Consider a lump of plutonium 239 which initially has ${\displaystyle {10}^{24}}$ atoms. After one million years have elapsed years the plutonium now has ${\displaystyle 2.865\times {10}^{11}}$ atoms left. Work out, ${\displaystyle A}$ and ${\displaystyle \alpha }$ . When will the plutonium have only ${\displaystyle 5\times {10}^8}$ atoms left and what is the decay rate here?

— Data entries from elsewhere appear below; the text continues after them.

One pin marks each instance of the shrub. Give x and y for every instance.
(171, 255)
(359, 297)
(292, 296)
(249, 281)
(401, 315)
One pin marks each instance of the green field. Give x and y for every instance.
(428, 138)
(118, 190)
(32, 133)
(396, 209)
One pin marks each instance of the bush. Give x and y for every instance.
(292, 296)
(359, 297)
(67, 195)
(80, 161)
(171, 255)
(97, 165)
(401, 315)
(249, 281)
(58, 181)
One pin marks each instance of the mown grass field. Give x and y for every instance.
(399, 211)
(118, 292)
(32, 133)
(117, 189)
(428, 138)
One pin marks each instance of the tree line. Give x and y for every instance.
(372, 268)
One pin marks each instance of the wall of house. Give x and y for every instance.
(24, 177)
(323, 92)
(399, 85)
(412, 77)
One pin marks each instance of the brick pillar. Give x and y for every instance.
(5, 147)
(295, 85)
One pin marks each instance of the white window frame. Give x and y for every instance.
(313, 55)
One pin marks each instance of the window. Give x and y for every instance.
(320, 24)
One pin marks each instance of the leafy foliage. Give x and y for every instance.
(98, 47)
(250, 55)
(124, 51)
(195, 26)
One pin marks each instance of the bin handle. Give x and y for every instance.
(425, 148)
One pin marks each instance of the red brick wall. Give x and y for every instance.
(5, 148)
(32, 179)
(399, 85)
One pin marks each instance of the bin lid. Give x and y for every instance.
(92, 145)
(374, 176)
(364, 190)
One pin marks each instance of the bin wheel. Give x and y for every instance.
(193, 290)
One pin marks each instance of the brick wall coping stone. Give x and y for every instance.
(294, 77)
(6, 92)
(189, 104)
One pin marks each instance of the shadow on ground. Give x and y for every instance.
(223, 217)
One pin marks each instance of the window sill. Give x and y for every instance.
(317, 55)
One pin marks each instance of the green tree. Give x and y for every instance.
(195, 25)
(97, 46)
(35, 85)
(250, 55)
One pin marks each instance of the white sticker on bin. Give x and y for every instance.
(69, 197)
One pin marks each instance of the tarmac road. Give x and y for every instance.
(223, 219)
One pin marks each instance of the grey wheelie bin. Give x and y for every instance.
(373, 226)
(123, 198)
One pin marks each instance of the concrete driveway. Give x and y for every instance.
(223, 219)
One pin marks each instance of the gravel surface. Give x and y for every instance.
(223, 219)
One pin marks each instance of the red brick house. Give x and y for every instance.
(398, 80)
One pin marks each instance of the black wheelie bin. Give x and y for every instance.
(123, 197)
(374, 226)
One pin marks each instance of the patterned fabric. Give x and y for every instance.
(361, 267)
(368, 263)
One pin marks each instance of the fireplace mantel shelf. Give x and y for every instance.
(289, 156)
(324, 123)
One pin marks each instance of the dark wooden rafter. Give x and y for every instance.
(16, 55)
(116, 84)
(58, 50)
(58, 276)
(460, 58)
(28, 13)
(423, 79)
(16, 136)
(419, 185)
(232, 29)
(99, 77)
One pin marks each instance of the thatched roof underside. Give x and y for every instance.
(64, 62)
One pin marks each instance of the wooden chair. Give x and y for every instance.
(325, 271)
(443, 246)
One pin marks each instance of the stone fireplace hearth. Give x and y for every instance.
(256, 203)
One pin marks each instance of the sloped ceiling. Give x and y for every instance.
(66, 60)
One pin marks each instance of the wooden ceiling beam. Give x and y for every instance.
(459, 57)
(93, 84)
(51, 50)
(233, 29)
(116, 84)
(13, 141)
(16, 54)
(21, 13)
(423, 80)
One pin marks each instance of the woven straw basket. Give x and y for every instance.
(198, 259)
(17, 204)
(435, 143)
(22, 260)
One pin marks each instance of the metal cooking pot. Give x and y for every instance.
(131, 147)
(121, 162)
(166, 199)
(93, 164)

We are told the lump has ${\displaystyle {10}^{24}}$ atoms at t = 0 so:
${\displaystyle N\left(0\right)=A{e}^0={10}^{24}\to A={10}^{24}}$
Now at 1 million years: ${\displaystyle {10}^{6}years}$
${\displaystyle N\left({10}^6\right)={10}^{24}{e}^{-\alpha \left({10}^6\right)}=2.865\times {10}^{11}}$
Rearrange to get:
${\displaystyle \alpha =-\frac{1}{{10}^6}\ln \left(\frac{2.865\times {10}^{11}}{{10}^{24}}\right)\approx 2.888\times {10}^{-5}yr\{-1\}}$
So ${\displaystyle N\left(t\right)={10}^{24}{e}^{-2.888\times {10}^{-5}t}}$
For the next part:
${\displaystyle N\left(t\right)=5\times {10}^8={10}^{24}{e}^{-2.888\times {10}^{-5}t}}$
Rearrange to get t:
${\displaystyle t=-\frac{1}{2.888\times {10}^{-5}}\ln \left(\frac{5\times {10}^8}{{10}^{24}}\right)\approx 1.22\times {10}^{6}yr}$
Now for the last part, the decay rate is already defined a way back at the very start, simply evaluate it at the given time:
${\displaystyle \frac{dN}{dt}=-\alpha t=-2.888\times {10}^{-5}(1.22\times {10}^6)}$
= -35.23 atoms per year.
The idea is to start with differential equation above, which gives the decay rate, and solve it to get the population at any given time.